Friday, 26 May 2000: 11:15 AM
With the method of Singular Spectrum Analysis (SSA), we identified in the equatorial Atlantic sector a dominant quasi-biennial oscillation with a period of 28~30 months from the observational sea surface temperature (SST) and surface wind stress records. The oscillation exhibits features characteristic of equatorial coupled modes, and its correlation with ENSO is small. The SST and surface wind stress obtained in a 38-year long coupled general circulation model (CGCM) simulation without interannual variability in SSTs prescribed outside the tropical Atlantic also captures a leading oscillation with a quasi-biennial time scale (26~28 months). The associated modal distribution bears analogous coupled features with that of the observed. These results suggest that the observed quasi-biennial oscillation in the equatorial Atlantic result from coupled atmosphere-ocean interactions internal to this ocean basin.

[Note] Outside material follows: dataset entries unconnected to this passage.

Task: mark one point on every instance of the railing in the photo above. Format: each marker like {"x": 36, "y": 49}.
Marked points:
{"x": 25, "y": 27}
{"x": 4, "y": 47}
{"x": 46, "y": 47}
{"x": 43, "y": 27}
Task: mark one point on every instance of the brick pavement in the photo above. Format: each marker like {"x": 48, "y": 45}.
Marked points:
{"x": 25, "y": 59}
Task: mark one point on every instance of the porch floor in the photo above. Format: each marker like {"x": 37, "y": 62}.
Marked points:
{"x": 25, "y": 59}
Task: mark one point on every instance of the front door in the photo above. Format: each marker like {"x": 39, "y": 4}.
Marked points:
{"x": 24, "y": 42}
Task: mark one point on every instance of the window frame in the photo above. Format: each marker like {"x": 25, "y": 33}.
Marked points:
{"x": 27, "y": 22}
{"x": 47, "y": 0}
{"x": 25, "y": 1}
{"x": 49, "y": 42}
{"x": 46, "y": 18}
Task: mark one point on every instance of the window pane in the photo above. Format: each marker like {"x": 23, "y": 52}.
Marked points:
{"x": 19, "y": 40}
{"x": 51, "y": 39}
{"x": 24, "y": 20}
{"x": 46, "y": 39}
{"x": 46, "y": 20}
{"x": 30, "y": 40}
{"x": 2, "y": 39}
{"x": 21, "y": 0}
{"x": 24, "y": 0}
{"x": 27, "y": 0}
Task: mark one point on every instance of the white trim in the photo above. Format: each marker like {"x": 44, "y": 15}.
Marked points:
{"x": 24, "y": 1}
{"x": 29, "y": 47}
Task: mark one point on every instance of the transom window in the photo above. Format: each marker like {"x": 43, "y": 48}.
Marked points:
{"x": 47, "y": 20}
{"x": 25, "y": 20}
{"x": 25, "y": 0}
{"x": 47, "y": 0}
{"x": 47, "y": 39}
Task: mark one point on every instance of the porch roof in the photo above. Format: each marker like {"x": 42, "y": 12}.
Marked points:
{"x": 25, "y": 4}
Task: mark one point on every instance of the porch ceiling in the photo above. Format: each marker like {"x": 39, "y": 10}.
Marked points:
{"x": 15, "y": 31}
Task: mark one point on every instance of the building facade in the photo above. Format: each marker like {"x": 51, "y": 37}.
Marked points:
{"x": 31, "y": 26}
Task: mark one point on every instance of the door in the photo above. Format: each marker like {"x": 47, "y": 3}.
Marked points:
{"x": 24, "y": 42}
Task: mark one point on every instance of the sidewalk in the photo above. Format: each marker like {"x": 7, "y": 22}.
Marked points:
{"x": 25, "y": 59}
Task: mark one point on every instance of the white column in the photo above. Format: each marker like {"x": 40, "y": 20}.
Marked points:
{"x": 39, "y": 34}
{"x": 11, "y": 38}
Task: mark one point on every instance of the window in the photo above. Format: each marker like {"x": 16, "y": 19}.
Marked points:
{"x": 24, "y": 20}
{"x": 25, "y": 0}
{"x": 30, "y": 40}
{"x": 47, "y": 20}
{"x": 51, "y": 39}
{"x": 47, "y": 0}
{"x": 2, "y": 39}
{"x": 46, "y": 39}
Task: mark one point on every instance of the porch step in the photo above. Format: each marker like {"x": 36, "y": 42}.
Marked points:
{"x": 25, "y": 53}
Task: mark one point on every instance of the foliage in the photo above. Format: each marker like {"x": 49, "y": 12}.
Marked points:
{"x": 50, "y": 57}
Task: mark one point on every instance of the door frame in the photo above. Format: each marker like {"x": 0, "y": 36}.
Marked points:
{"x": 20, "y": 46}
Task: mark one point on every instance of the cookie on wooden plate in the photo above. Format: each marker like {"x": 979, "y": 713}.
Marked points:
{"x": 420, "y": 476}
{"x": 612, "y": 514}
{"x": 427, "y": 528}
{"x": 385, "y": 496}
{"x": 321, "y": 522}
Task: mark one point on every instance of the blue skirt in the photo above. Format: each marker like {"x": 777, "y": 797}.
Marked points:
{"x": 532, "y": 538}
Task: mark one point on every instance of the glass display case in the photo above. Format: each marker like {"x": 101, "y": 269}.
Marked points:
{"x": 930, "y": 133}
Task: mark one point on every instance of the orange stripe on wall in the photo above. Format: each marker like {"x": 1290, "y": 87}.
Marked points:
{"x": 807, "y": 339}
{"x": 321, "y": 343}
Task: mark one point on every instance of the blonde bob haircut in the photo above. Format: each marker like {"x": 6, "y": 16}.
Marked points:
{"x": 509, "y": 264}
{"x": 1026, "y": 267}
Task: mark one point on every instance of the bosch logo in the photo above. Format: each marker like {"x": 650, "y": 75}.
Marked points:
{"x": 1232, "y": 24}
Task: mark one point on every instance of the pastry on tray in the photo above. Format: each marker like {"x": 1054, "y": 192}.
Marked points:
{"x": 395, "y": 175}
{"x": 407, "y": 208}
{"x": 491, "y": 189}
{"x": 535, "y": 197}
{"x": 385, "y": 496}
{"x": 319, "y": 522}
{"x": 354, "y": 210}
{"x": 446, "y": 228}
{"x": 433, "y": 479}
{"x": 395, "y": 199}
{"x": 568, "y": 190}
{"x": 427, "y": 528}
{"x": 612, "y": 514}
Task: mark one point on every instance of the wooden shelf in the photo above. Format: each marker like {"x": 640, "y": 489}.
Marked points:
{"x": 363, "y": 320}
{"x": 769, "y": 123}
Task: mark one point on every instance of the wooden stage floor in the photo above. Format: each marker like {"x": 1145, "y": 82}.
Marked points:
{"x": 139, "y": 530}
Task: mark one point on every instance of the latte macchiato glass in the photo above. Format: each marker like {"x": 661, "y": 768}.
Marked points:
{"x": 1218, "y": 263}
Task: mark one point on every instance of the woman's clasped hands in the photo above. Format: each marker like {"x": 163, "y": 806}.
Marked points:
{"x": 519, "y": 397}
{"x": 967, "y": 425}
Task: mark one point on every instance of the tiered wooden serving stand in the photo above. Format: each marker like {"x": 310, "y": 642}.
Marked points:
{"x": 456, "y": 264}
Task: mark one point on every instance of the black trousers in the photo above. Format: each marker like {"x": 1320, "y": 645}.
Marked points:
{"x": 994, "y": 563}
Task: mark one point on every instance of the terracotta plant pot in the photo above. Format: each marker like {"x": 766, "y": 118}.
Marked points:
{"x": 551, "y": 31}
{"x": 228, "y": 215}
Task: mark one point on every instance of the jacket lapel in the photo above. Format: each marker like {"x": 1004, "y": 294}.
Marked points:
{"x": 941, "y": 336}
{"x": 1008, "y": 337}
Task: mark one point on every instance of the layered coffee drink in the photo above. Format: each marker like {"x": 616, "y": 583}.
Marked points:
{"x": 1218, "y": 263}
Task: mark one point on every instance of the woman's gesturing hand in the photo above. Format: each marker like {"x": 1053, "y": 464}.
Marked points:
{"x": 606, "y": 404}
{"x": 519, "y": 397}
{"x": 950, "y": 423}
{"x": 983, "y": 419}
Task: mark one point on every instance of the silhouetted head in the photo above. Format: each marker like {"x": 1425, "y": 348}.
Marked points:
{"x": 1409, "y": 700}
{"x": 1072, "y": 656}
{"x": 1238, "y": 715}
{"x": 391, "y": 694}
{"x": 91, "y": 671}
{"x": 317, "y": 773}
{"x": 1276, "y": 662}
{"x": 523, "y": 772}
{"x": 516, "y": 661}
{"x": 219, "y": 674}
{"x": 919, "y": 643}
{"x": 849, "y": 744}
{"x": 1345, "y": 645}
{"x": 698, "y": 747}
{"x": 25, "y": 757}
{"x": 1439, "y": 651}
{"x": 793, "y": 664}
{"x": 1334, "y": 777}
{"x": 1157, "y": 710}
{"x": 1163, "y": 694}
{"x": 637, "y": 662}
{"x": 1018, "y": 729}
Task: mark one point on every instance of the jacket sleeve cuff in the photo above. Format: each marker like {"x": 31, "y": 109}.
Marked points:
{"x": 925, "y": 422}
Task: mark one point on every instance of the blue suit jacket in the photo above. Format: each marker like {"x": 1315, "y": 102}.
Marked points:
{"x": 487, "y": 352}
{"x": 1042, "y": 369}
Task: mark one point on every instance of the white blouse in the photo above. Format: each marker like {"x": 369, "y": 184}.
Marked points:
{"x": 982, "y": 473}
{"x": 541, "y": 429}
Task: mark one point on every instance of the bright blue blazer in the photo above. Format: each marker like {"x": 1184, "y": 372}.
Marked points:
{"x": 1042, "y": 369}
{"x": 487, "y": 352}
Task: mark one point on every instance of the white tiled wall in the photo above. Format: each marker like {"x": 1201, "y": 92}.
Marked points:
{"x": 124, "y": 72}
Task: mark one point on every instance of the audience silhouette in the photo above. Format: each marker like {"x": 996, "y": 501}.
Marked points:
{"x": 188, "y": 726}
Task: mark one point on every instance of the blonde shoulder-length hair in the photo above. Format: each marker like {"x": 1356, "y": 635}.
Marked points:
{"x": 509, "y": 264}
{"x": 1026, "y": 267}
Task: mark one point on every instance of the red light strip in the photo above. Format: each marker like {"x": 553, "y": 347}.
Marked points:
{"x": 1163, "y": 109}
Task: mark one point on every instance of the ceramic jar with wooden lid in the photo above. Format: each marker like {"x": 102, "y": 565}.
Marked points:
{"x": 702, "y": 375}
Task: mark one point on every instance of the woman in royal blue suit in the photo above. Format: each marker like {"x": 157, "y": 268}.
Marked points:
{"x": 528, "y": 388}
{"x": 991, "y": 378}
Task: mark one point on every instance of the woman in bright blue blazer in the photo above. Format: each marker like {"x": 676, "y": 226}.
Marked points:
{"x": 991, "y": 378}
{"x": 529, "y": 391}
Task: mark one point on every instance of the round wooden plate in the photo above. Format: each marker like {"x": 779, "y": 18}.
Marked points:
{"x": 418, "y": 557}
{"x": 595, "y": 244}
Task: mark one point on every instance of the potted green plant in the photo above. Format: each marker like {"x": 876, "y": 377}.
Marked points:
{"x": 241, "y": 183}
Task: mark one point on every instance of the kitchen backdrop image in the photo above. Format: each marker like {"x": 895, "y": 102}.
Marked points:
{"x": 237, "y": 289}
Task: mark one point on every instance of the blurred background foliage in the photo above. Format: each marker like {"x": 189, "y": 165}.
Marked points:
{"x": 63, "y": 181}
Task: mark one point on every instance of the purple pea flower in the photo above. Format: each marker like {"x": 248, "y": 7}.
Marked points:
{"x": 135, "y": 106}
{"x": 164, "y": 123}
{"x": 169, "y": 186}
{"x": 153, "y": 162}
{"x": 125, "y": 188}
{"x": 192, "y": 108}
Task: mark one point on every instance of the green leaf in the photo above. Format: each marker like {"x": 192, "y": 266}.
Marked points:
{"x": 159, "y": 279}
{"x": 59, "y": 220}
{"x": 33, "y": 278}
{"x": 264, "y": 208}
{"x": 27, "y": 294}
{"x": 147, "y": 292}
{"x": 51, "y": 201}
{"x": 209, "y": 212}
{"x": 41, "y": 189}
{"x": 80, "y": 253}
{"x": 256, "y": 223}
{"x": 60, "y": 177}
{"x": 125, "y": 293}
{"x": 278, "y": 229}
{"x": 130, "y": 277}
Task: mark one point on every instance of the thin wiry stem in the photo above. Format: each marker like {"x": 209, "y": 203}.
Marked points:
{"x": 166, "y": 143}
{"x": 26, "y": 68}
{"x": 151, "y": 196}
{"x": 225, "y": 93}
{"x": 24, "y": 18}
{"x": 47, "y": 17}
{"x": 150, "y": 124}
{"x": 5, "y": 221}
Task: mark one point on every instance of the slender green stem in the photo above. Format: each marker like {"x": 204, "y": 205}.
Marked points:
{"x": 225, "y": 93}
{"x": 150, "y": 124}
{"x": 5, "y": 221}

Outside the equatorial sector, Atlantic SST anomalies are only moderately correlated with ENSO. The largest correlation (r=+0.39) is found in the tropical North Atlantic Ocean for a 5-month lag. The application of SSA method on SSTs of this region also shows an oscillatory mode with an ENSO-like time scale. However, this oscillation does not pass the significance test, indicating that the imprint of ENSO onto this remote ocean region may not be systematic, and that the strength of the inter-connection may vary from event to event.
For the 1987-88 Atlantic warm event, the ensemble CGCM simulation clearly demonstrates that the 1986-87 ENSO event played a role in forcing the Atlantic anomalies. In the simulation, when ENSO developed in the equatorial Pacific near the end of 1986, a thermally induced Rossby wave train propagated into the North America-North Atlantic sector with a pattern in the geopotential height field resembling the observed Pacific-North America (PNA) pattern. One of the centers of action of this pattern was a cyclonic circulation over North Atlantic and southeast United States. Such a cyclonic circulation is consistent with a weakened North Subtropical High and the associated northeasterly winds. The relaxed winds induced a reduction in the surface heat fluxes, particularly the latent heat flux component. About a season later, in spring 1987, significant surface warming developed in the North Atlantic, especially in the western side of the ocean. Along the equator, in the meanwhile, ENSO-induced changes in the atmospheric circulation altered the strength of the global Walker circulation. The associated surface zonal wind stress became anomalously strong over the equatorial Atlantic, which acted on the ocean to pile up warm waters toward the west since the onset of ENSO near the end of 1986. From spring 1987, the zonal circulation adjusted again in response to the reinforced SST warming in the equatorial Pacific. The anomalous surface easterlies relaxed and then changed to westerly anomaly. Warm waters subsequently spread eastward across the basin.